Parte de la amistad de los Debotox con los Tipo Idiota viene gracias a la comunidad de la Undergrounge, donde paran varias bandas del palo noventero. Sin embargo, “que una banda amiga haga un cover tuyo, es un honor, en serio”. Esas fueron las palabras resumidas que anunciaron “Europa”, donde se pudrió y parecía que se terminaba el recital.


Para nuestra suerte, aún nos quedaba “Horacio”, que junto a las palmas de un Marquee explotado de gente terminó emocionando a los tres músicos, quienes no podían creer la cantidad de personas que vinieron a apoyarlos: amigos, conocidos, fanáticos, medios, algún perro. Sin dudas este “cumpleaños de 15”, como lo llamó Julio, es una gran marca en la historia de la banda, difícilmente olvidemos las cosas que vimos en este día.

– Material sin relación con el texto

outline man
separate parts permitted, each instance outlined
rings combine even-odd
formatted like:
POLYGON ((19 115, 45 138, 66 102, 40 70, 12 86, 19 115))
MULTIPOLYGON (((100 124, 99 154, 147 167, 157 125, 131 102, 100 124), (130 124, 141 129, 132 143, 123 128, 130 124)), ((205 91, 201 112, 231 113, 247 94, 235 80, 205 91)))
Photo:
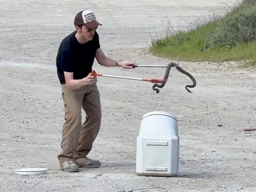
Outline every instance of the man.
POLYGON ((75 30, 61 41, 56 58, 58 77, 61 84, 65 122, 62 128, 62 152, 58 155, 60 170, 78 172, 79 168, 101 165, 87 157, 97 136, 101 122, 100 94, 96 77, 91 75, 96 58, 105 67, 134 68, 135 63, 117 61, 106 56, 96 31, 102 24, 94 13, 82 10, 75 17, 75 30), (82 108, 86 114, 82 124, 82 108))

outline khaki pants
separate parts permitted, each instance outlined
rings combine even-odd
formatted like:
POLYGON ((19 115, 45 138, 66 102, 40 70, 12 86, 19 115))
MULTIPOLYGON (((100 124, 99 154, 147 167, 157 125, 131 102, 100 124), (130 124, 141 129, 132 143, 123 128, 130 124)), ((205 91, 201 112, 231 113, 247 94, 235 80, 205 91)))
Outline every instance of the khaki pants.
POLYGON ((70 159, 84 157, 92 150, 100 129, 101 107, 96 84, 75 90, 61 85, 65 122, 62 127, 62 152, 58 155, 61 164, 70 159), (82 108, 86 114, 82 124, 82 108))

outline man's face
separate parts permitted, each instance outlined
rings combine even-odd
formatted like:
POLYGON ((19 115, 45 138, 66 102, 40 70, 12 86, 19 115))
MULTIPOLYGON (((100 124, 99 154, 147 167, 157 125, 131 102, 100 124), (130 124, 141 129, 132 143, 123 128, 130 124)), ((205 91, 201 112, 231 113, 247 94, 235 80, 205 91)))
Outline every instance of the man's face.
POLYGON ((78 33, 84 39, 85 39, 88 41, 92 40, 94 35, 95 33, 95 30, 98 28, 98 26, 94 28, 90 28, 83 26, 82 27, 82 30, 79 28, 78 33))

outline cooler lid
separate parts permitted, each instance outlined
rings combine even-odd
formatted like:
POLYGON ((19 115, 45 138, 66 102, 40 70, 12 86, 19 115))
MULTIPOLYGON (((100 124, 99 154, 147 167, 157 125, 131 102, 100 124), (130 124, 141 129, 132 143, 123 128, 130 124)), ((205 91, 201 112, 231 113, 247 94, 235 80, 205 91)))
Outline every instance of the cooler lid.
POLYGON ((164 111, 152 111, 151 112, 148 112, 145 114, 142 117, 142 119, 146 118, 147 117, 151 115, 164 115, 168 116, 171 118, 174 119, 176 121, 177 121, 176 117, 171 113, 168 112, 165 112, 164 111))

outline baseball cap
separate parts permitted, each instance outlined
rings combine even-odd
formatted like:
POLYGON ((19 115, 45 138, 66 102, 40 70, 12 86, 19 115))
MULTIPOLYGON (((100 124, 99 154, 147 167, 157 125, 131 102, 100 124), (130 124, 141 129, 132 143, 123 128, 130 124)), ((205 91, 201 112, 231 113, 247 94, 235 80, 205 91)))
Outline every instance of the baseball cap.
POLYGON ((78 13, 75 17, 74 25, 84 25, 88 28, 102 25, 97 21, 94 13, 89 10, 83 10, 78 13))

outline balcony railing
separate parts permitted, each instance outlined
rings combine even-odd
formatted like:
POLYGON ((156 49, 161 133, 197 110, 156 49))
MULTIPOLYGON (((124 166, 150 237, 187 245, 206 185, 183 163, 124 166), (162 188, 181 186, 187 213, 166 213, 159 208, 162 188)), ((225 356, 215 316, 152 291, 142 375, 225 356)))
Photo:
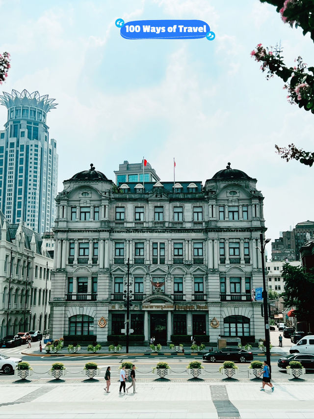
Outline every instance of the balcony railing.
POLYGON ((174 301, 185 301, 185 294, 173 294, 172 297, 174 301))
POLYGON ((97 294, 67 294, 67 301, 96 301, 97 294))
POLYGON ((193 294, 192 299, 194 301, 205 301, 206 300, 206 294, 193 294))
POLYGON ((250 294, 221 294, 220 301, 251 301, 250 294))
POLYGON ((116 293, 111 294, 111 300, 113 301, 122 301, 124 294, 122 292, 116 293))

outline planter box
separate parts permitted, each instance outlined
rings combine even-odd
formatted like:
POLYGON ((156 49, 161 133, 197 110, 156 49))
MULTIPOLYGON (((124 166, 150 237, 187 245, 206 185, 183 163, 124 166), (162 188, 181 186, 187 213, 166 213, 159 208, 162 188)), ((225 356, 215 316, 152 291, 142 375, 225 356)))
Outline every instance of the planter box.
POLYGON ((292 375, 294 378, 299 378, 300 375, 305 374, 305 368, 287 368, 287 373, 292 375))
POLYGON ((159 376, 159 378, 165 378, 166 376, 171 373, 170 368, 153 368, 153 372, 159 376))
POLYGON ((26 380, 27 377, 30 377, 33 373, 32 369, 18 369, 15 368, 14 375, 21 380, 26 380))

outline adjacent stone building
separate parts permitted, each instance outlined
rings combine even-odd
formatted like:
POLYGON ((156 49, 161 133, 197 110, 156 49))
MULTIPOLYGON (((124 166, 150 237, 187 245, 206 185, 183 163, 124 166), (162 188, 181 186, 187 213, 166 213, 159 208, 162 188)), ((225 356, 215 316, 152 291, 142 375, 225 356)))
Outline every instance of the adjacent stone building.
POLYGON ((230 164, 204 186, 126 181, 117 189, 92 165, 64 181, 53 228, 52 337, 105 343, 121 334, 129 258, 138 340, 262 337, 261 305, 252 301, 262 286, 258 248, 266 229, 257 181, 230 164))

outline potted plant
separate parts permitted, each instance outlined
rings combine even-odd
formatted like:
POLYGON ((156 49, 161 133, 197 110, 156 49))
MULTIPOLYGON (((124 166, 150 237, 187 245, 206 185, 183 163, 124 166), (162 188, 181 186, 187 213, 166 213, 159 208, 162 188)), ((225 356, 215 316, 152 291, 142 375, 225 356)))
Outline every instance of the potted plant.
POLYGON ((249 372, 256 378, 259 378, 263 369, 263 363, 261 361, 252 361, 249 366, 249 372))
POLYGON ((186 369, 189 370, 189 373, 192 376, 193 378, 198 378, 203 373, 203 368, 200 361, 191 361, 186 367, 186 369))
POLYGON ((159 352, 161 350, 161 345, 160 343, 157 345, 150 345, 149 347, 153 352, 159 352))
POLYGON ((97 351, 100 351, 102 349, 102 345, 99 343, 97 343, 96 345, 89 345, 87 346, 87 351, 88 352, 93 352, 94 353, 97 352, 97 351))
POLYGON ((60 362, 56 362, 53 363, 48 373, 50 375, 54 377, 56 380, 59 380, 62 375, 65 375, 66 369, 64 364, 60 362))
POLYGON ((31 375, 32 370, 28 363, 23 361, 17 365, 14 375, 19 377, 21 380, 26 380, 27 377, 31 375))
POLYGON ((98 365, 94 362, 88 362, 85 364, 83 369, 88 378, 94 378, 95 375, 99 375, 98 365))
POLYGON ((228 378, 232 378, 236 375, 237 369, 237 366, 233 361, 225 361, 219 368, 219 372, 223 375, 226 375, 228 378))
POLYGON ((154 374, 159 375, 159 378, 165 378, 166 375, 171 372, 171 368, 166 362, 158 362, 155 368, 153 368, 154 374))
POLYGON ((290 361, 287 367, 287 373, 293 375, 294 378, 299 378, 300 375, 305 374, 305 368, 299 361, 290 361))
POLYGON ((109 345, 108 349, 109 349, 109 352, 111 351, 113 351, 114 352, 116 353, 121 351, 122 349, 122 347, 121 345, 117 345, 116 346, 115 346, 114 345, 109 345))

Rayo despliega todo el arte que tiene encima en aquellas melodías cambiantes tras las cuatro cuerdas, mientras las trabaja para que armonicen con su voz, la cual potencia en aquellas partes agitadoras de sus temas. Larga vida al Rey del quilombo que le dio a la bata como si no hubiera un mañana, aparte de agitarla todo el reci, fiel a su estilo. El día que me presenten a un violero cebado en el escenario, le ladraré acerca de un tal Titán que no puede estar quieto ni un segundo: corriendo, pateando, sonriéndole a sus compañeros, saltando entre instrumentales, espalda con espalda con Mariano… Tremenda forma de dejar un recuerdo.


Si “La Disputa más grande del Arte” se dividiera en capítulos, este es el más importante, el momento donde comprobamos que su gente está lista para acompañarlos. Entre payasos, divinidades, astronautas, paladares negros y pibes del acuario, había que volar el Marquee en mil pedazos. En Europa no se ven esta clase de bandas y menos en la tv. Decile a tu amigo el Horacio que se cope y vaya a escuchar a Debotox.